L’interrogativo che s’impone oggi, davanti alla formidabile visibilità accordata all’insurrezione maghrebina, è il seguente: si è forse perduta la capacità di quei centri di potere di influire sull’informazione? O c’è qualcuno al loro interno che ha deciso di incoraggiare questa battaglia? Delle due l’una, tertium non datur.
La prima ipotesi, a prima vista, non si può escludere. Se c’è una cosa in cui il mondo di oggi è lontano anni luce da quello del ’91, questa è l’architettura della comunicazione. C’è internet, c’è il satellite, ci sono i cellulari. Ci sono attrezzini che combinano le tre cose. Controllare tutto è diventato più difficile. E’ evidente tuttavia che si illude chi crede che non vi siano centri di potere capaci di condizionare ed eventualmente neutralizzare anche questi nuovi canali. C’è chi controlla Google, c’è chi controlla Twitter, c’è chi controlla Sky.
E’ evidente che c’è qualcuno che ha peso, in quella vasta rete di poteri vecchi e nuovi, che ha scelto di aprire il rubinetto sulla rivolta e lasciare che i teleschermi di tutto il mondo siano inondati dalle sue immagini. E’ questa scelta che ha dato una enorme forza ai movimenti.
Ebbene, questa scelta non può che provenire dall’interno dell’establishment americano. Se vogliamo capire davvero cosa sta succedendo, bisognerebbe capire a chi si riconduce. Negli Stati Uniti, nonostante certe apparenze, è in pieno corso una battaglia contro Obama che si gioca senza esclusione di colpi. Non è facile capire a quale dei due fronti vada attribuita l’iniziativa, poiché entrambi si mostrano oggi piuttosto decisi a sostenere le insurrezioni: basta guardare Fox, il canale di Murdoch, il più conservatore, filo-sionista e anti-obamiano che ci sia. Naturalmente appare più probabile che l’iniziativa sia partita dal fronte obamiano, forse solo da una parte di quel fronte. Ma è difficile dirlo.
Quello che è certo è che con la rivoluzione tunisina si è aperto un capitolo interamente nuovo della storia del Medio Oriente e dell’intero mondo musulmano. Tutti hanno capito che nulla sarà più come prima. Nessuno può prevedere quale sarà il punto d’arrivo di questa epocale trasformazione. Nessuno è in grado di controllarla in pieno. Le opinioni pubbliche dei paesi islamici sono assai più mature e avvedute di quanto si pensi in genere in Occidente. Certamente sono politicamente molto più sofisticate dell’opinione pubblica americana. Quel che in Occidente non si percepisce comunemente è che i musulmani in generale conoscono e capiscono l’Occidente molto meglio di quanto gli occidentali conoscano i musulmani. Per di più è in gioco anche il critico rapporto dell’Occidente con la Cina, che, come ha osservato l’antropologa Maria Paola Volpini nel suo commento al post del 30.1 in questo blog, sembra avere tutte le ragioni per sostenere le insurrezioni.
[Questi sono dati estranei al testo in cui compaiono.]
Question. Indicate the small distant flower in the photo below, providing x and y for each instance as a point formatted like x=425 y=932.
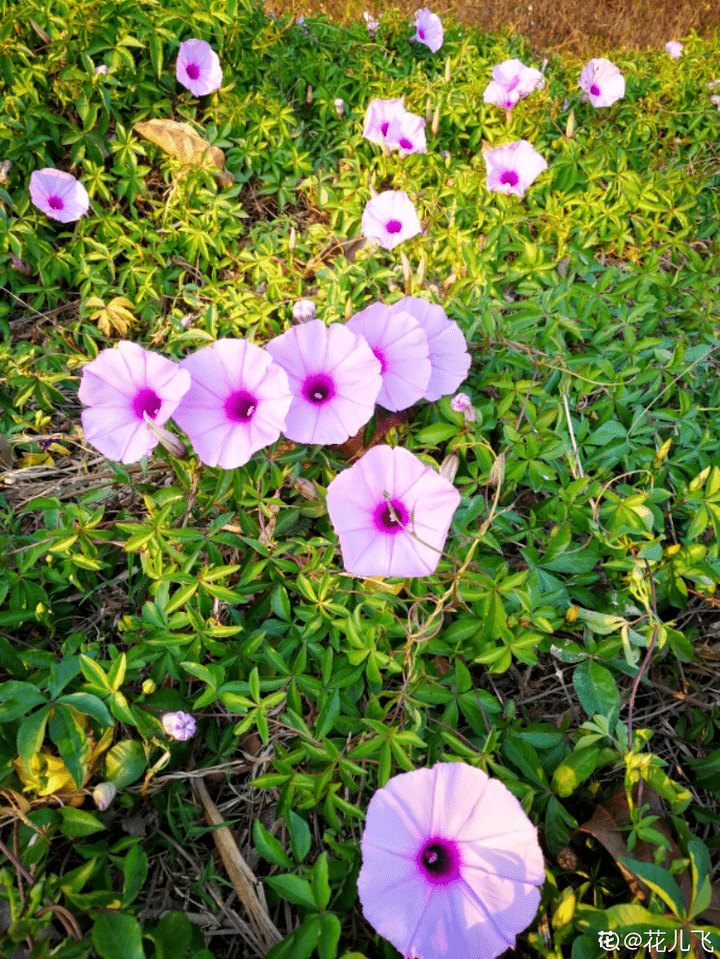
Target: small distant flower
x=378 y=117
x=449 y=358
x=602 y=82
x=429 y=29
x=236 y=404
x=400 y=343
x=512 y=168
x=381 y=500
x=407 y=134
x=451 y=864
x=198 y=67
x=121 y=385
x=334 y=379
x=303 y=311
x=371 y=23
x=390 y=218
x=178 y=725
x=58 y=194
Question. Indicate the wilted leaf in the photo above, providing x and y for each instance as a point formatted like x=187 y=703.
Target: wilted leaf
x=181 y=141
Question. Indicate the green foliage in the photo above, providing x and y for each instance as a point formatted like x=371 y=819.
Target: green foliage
x=590 y=479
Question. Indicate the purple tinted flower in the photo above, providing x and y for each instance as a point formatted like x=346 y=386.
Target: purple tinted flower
x=236 y=404
x=303 y=311
x=178 y=725
x=121 y=385
x=428 y=29
x=451 y=864
x=515 y=76
x=334 y=379
x=390 y=218
x=400 y=344
x=407 y=134
x=602 y=81
x=198 y=67
x=372 y=24
x=449 y=358
x=378 y=116
x=512 y=168
x=58 y=194
x=381 y=500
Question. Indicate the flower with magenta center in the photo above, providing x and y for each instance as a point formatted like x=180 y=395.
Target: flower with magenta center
x=512 y=168
x=58 y=194
x=390 y=218
x=334 y=380
x=378 y=117
x=121 y=385
x=428 y=29
x=602 y=82
x=391 y=513
x=449 y=358
x=400 y=344
x=236 y=404
x=198 y=67
x=456 y=857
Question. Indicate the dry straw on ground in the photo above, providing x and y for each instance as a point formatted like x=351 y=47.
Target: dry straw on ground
x=577 y=26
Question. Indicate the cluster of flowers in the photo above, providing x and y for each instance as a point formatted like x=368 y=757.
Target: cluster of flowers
x=453 y=850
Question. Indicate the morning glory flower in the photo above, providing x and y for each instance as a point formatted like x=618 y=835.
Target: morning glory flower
x=407 y=134
x=198 y=67
x=378 y=116
x=451 y=864
x=390 y=218
x=58 y=194
x=236 y=404
x=118 y=388
x=602 y=81
x=334 y=379
x=400 y=344
x=429 y=29
x=512 y=168
x=449 y=359
x=378 y=503
x=179 y=726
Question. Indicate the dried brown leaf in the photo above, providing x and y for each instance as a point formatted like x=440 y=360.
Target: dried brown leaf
x=181 y=141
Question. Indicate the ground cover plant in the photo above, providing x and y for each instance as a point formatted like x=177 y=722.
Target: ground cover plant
x=230 y=659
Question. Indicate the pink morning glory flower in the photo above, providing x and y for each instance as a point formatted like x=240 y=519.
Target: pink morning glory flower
x=400 y=344
x=451 y=864
x=236 y=404
x=602 y=82
x=449 y=359
x=381 y=500
x=428 y=29
x=390 y=218
x=512 y=168
x=58 y=194
x=179 y=726
x=378 y=116
x=198 y=67
x=121 y=385
x=407 y=134
x=334 y=379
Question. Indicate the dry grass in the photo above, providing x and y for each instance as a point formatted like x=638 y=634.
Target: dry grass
x=578 y=26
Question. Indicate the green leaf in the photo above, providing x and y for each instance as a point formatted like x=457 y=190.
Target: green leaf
x=269 y=846
x=117 y=936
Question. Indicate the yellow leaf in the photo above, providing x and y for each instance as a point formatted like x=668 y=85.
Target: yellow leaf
x=181 y=141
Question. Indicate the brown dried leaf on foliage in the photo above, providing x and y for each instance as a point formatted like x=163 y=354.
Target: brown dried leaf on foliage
x=606 y=826
x=181 y=141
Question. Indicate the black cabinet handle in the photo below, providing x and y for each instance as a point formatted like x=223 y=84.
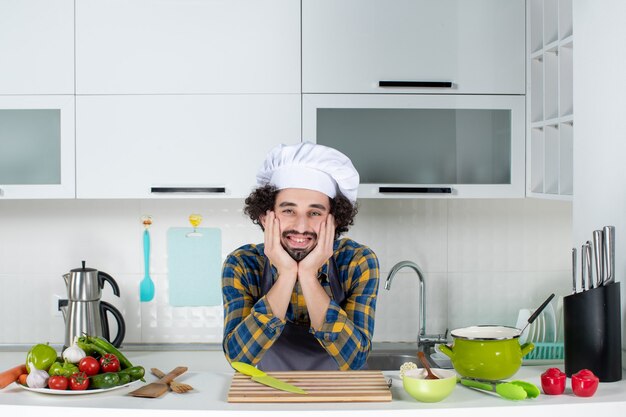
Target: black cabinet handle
x=429 y=84
x=416 y=190
x=205 y=190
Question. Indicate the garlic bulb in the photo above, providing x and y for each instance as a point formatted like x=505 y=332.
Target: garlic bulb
x=74 y=354
x=37 y=378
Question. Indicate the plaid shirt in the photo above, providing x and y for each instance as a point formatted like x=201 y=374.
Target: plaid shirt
x=250 y=328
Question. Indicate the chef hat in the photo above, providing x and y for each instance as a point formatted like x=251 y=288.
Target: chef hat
x=310 y=166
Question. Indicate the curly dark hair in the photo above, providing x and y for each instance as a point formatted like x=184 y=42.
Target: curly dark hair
x=263 y=198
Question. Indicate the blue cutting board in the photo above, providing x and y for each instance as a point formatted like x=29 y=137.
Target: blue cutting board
x=194 y=266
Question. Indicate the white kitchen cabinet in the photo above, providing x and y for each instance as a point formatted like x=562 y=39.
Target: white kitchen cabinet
x=424 y=146
x=36 y=46
x=550 y=106
x=36 y=147
x=349 y=46
x=160 y=146
x=187 y=46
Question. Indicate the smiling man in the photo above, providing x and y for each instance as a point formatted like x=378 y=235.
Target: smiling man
x=304 y=299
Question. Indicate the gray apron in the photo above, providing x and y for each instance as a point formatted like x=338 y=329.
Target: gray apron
x=296 y=349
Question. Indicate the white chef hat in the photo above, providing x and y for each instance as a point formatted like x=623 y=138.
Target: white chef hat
x=312 y=167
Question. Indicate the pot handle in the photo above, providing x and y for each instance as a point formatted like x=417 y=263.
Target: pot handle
x=446 y=350
x=121 y=326
x=526 y=348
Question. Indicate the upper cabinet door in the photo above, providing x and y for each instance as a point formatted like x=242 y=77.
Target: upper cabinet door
x=37 y=146
x=187 y=46
x=350 y=46
x=37 y=47
x=163 y=146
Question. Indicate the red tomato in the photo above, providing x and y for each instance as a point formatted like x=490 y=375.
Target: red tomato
x=553 y=381
x=109 y=363
x=89 y=365
x=57 y=382
x=79 y=381
x=584 y=383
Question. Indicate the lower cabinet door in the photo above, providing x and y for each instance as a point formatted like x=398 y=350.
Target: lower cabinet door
x=164 y=146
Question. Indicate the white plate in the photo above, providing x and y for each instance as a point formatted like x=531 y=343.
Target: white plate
x=73 y=392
Ma quello che è in gioco soprattutto in questo momento è una cosa sola: se finalmente sarà consentito agli arabi, e ai musulmani tutti, di prendere in mano il proprio destino. Forse qualcuno più potente di noi ha deciso che è ora di farlo.
Quanto a noi che crediamo nella pace e coltiviamo impavidi il sogno democratico, oggi, davanti alle strade del Cairo in fiamme, davanti all’incendio che sta per divampare dallo Yemen alla Giordania, dall’Algeria alla Libia e forse oltre, non possiamo che nutrire un duplice auspicio: primo, che non prevalga la violenza, che dà sempre ragione al più forte; secondo, che vinca autentica la democrazia. Non la democrazia dei Frattini, non quella specie mascherata di tirannide che ama tanto le elezioni solo se vincono gli amici suoi.